Metadata-Version: 2.4
Name: whisper-streaming
Version: 0.1.0
Summary: Providing easy-to-use and extensible STT (Speech-To-Text) implementation with Whisper-like ASR (Automatic Speech Recognition) models.
Project-URL: Repository, https://github.com/nkaaf/ufal-whisper_streaming
Project-URL: Bug Tracker, https://github.com/nkaaf/ufal-whisper_streaming/issues
Project-URL: Releases, https://github.com/nkaaf/ufal-whisper_streaming/releases
Project-URL: Troubleshooting, https://github.com/nkaaf/ufal-whisper_streaming/discussions/1
Author-email: Niklas Kaaf <nkaaf@protonmail.com>
Maintainer-email: Niklas Kaaf <nkaaf@protonmail.com>
License-File: LICENSE
License-File: LICENSE-MIT
Keywords: audio,faster-whisper,streaming,whisper
Classifier: Development Status :: 3 - Alpha
Classifier: Environment :: GPU :: NVIDIA CUDA
Classifier: Intended Audience :: Developers
Classifier: Intended Audience :: Education
Classifier: Intended Audience :: Telecommunications Industry
Classifier: License :: OSI Approved :: Apache Software License
Classifier: License :: OSI Approved :: MIT License
Classifier: Programming Language :: Python :: 3
Classifier: Programming Language :: Python :: 3 :: Only
Classifier: Programming Language :: Python :: 3.9
Classifier: Programming Language :: Python :: 3.10
Classifier: Programming Language :: Python :: 3.11
Classifier: Programming Language :: Python :: 3.12
Classifier: Topic :: Communications
Classifier: Topic :: Multimedia :: Sound/Audio
Classifier: Topic :: Multimedia :: Sound/Audio :: Speech
Classifier: Topic :: Scientific/Engineering :: Artificial Intelligence
Requires-Python: <3.13,>=3.9
Requires-Dist: librosa
Requires-Dist: numpy
Requires-Dist: opus-fast-mosestokenizer
Requires-Dist: pyalsaaudio
Requires-Dist: websockets
Provides-Extra: all
Requires-Dist: faster-whisper==1.1.1; extra == 'all'
Requires-Dist: numpy; extra == 'all'
Provides-Extra: faster-whisper
Requires-Dist: faster-whisper==1.1.1; extra == 'faster-whisper'
Requires-Dist: numpy; extra == 'faster-whisper'
Description-Content-Type: text/markdown

# whisper-streaming

[![audit.yml](https://github.com/nkaaf/ufal-whisper_streaming/actions/workflows/audit.yml/badge.svg)](https://github.com/nkaaf/ufal-whisper_streaming/actions/workflows/audit.yml)

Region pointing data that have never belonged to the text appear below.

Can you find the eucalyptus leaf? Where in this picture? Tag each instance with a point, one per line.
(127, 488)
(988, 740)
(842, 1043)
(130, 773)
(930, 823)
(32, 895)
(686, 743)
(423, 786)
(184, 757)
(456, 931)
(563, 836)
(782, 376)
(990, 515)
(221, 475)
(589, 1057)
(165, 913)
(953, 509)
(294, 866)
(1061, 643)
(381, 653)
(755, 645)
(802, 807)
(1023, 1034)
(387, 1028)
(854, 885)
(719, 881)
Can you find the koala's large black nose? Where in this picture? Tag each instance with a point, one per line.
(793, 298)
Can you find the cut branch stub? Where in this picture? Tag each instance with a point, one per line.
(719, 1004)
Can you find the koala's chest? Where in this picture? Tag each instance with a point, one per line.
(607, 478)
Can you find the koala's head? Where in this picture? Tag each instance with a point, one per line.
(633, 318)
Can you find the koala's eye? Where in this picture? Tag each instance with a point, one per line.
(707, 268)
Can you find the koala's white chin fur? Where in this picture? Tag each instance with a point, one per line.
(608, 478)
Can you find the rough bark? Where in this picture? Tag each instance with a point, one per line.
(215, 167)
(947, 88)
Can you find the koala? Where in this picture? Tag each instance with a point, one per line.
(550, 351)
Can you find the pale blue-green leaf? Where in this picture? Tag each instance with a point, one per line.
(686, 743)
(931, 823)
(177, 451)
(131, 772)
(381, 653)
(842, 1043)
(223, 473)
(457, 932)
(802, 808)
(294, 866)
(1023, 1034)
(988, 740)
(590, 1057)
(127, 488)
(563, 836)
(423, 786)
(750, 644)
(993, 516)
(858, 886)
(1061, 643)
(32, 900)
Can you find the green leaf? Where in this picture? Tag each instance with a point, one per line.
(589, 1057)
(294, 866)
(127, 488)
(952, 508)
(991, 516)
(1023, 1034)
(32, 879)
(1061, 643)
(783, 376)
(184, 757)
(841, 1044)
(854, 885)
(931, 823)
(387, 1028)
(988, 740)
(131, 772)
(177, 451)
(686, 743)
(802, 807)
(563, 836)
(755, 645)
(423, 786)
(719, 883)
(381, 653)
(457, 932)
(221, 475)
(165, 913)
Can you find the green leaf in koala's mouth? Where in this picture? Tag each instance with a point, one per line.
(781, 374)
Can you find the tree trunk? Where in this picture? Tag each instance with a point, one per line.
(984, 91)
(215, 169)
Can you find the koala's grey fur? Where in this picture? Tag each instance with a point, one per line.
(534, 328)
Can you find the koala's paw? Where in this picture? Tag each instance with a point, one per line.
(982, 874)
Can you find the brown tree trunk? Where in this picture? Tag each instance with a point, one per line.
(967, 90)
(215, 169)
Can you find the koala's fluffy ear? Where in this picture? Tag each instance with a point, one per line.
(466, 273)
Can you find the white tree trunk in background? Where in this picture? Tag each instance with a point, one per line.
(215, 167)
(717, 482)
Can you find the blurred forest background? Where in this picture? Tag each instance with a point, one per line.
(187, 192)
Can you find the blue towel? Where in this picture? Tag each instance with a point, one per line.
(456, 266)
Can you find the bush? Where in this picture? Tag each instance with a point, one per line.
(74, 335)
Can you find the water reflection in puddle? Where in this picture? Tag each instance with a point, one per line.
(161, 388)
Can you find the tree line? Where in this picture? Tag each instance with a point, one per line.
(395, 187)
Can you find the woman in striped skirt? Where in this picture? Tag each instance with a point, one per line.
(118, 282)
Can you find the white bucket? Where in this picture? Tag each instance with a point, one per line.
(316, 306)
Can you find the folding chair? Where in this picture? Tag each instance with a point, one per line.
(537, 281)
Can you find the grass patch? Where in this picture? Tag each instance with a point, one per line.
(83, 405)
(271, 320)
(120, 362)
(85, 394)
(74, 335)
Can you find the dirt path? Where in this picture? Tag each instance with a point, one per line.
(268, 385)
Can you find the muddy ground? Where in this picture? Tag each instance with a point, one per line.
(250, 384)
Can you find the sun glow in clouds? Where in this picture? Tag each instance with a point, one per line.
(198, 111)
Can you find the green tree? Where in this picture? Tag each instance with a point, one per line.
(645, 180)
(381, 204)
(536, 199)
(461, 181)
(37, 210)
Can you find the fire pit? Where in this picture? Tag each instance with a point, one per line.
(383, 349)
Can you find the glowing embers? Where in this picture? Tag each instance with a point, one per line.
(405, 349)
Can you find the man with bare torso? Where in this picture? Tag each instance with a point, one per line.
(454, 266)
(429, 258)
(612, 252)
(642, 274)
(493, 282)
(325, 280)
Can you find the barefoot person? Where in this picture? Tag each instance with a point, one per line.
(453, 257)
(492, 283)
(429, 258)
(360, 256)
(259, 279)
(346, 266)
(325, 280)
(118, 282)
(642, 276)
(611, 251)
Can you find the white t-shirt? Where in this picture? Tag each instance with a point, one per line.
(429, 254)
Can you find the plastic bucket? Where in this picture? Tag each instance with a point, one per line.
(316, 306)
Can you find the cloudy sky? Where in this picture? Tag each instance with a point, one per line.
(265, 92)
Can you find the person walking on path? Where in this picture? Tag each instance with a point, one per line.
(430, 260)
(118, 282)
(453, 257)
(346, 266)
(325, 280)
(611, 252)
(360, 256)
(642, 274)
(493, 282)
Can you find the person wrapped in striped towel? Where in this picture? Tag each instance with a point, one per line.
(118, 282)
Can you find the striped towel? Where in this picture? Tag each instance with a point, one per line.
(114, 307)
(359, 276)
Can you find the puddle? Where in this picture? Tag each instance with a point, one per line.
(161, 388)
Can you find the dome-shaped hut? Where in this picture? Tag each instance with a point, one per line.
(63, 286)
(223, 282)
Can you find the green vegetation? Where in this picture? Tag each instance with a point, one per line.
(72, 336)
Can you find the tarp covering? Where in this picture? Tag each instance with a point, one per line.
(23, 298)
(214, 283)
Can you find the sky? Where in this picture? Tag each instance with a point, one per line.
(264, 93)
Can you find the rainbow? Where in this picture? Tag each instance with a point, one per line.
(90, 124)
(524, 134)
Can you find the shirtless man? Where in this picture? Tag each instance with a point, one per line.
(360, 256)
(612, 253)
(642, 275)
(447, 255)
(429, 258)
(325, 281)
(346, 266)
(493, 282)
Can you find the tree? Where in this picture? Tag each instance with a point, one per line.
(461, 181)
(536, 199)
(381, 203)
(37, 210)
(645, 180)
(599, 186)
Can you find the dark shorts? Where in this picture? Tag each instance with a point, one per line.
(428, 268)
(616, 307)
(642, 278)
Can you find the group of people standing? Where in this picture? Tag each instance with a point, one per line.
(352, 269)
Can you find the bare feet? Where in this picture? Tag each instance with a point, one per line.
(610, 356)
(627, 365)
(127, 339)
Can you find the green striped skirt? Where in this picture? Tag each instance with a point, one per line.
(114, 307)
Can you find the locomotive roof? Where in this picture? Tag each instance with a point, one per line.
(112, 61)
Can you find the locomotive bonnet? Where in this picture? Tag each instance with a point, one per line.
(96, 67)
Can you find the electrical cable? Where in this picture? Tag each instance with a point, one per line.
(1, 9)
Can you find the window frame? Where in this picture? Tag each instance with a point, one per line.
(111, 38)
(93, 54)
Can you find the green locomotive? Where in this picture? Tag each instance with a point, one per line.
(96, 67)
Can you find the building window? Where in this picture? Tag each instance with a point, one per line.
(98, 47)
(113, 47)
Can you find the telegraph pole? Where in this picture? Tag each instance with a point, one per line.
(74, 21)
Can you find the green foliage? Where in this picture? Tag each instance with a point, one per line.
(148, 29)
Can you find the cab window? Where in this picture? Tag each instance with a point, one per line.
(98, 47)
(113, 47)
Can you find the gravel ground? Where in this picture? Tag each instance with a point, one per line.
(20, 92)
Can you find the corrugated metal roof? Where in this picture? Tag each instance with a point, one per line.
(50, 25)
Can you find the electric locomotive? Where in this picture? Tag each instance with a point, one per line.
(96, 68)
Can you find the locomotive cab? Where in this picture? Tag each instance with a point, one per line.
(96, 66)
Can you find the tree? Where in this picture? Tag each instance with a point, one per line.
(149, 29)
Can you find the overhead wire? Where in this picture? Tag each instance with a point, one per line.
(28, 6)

Providing easy-to-use and extensible STT (Speech-To-Text) implementation with Whisper-like ASR (
Automatic Speech Recognition) models.

> [!WARNING]  
> This project is currently in Alpha State. It is probably not stable over a long time and can have
> unexpected errors. You could help to push this project out of Alpha and Beta state by testing and
> reviewing it. Thanks!

## Index

* [Appreciation](#appreciation)
* [Components](#components)
    * [Backend](#backend)
    * [Receiver](#receiver)
    * [Sender](#sender)
* [Installation](#installation)
* [Development](#development)
    * [Installation of Prerequisites](#installation-of-prerequisites)
    * [Build executables](#build-executables)
* [Documentation](#documentation)
    * [Installation of Prerequisites](#installation-of-prerequisites-1)
    * [Build](#build)
* [License](#license)
* [Appendix](#appendix)
    * [Python venv](#python-venv)
    * [Links](#links)

## Appreciation

This project is the result of a rework of the ideas and prototype implementation created
by [Dominik Macháček](https://ufal.mff.cuni.cz/dominik-machacek), [Raj Dabre](https://prajdabre.github.io/), [Ondřej Bojar](https://ufal.mff.cuni.cz/ondrej-bojar) ([Original Repository](https://github.com/ufal/whisper_streaming)).
It is neither official nor fully API- and function-compatible with its original implementation.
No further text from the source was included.